Consumer confidence climbs five points in January

The Conference Board’s Consumer Confidence Index, which had dipped last month, rose briskly in January. The Index now stands at 96.8 (1985=100), up from 91.7 in December. The Expectations Index rose to 108.1 from 103.3. The Present Situation Index increased to 80.0 from 74.3.

“Consumer confidence is now at its highest level since July 2002, when the Index registered 97.4,” says Lynn Franco, director of The Conference Board’s Consumer Research Center. “Growing optimism about the overall health of the economy continues to bolster consumers’ short-term outlook. But consumers’ assessment of current conditions, which strongly hinges on improvements in the labor market, remains both weak and volatile.”

Consumers’ assessment of present-day conditions was more favorable in January than in December. Those describing current business conditions as good increased to 22% from 18.6%. Those claiming conditions had deteriorated declined to 22.8% from 24.5%. Those saying jobs are hard to get fell to 31.4% from 32.4%. Consumers claiming jobs are plentiful, however, dipped to 12.4% from 12.6%.

Consumers continue to grow more optimistic about the next six months. Those expecting business conditions to improve over the next six months rose to 27.8% from 26.7%. Consumers expecting conditions to grow worse declined to 6.5% from 8.1%.

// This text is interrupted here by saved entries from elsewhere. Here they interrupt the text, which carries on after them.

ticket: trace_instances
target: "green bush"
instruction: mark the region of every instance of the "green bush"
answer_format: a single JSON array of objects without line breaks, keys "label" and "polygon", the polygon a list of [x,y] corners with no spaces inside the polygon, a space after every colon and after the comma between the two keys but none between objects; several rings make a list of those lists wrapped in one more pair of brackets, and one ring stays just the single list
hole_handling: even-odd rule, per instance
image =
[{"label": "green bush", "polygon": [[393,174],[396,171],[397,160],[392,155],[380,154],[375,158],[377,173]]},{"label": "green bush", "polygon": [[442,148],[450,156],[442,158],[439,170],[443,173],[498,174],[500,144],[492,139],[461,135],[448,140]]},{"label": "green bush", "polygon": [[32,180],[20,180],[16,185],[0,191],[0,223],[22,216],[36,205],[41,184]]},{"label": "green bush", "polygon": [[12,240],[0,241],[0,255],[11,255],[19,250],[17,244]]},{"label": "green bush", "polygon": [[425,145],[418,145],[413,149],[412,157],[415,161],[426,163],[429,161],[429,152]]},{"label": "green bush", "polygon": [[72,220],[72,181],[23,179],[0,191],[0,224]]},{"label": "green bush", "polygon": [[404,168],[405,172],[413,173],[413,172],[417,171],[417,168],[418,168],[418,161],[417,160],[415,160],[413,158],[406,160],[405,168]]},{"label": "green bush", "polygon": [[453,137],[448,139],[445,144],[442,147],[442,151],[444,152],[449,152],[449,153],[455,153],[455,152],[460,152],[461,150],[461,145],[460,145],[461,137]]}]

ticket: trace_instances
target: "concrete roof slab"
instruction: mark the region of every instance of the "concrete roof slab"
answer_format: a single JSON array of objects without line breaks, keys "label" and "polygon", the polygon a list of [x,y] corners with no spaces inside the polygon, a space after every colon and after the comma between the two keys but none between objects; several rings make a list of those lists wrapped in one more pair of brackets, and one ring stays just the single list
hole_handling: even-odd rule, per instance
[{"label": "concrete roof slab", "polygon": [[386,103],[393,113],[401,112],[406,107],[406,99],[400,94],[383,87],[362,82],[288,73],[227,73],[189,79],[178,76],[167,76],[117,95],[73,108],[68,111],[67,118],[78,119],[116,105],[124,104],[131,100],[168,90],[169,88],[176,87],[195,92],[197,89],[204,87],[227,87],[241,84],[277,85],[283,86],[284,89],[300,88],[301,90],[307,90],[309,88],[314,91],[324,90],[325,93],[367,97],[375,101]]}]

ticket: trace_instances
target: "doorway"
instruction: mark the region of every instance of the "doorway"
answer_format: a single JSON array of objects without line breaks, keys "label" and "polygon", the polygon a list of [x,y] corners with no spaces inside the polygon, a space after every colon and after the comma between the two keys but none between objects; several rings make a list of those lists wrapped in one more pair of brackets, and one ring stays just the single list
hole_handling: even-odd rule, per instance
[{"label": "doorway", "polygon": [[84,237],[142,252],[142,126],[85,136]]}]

The employment outlook was also more favorable. Those anticipating more jobs to become available in the next six months increased to 22.2% from 21.6%. Those expecting fewer jobs to become available decreased to 14.9% from 16.9%. The proportion of consumers anticipating an increase in their incomes, however, declined to 18.9% from 21.5%.

The Consumer Confidence Survey is based on a representative sample of 5,000 U.S. households. The monthly survey is conducted for The Conference Board by NFO WorldGroup. NFO is one of TNS group of companies. The cutoff date for January’s preliminary results was the 21st.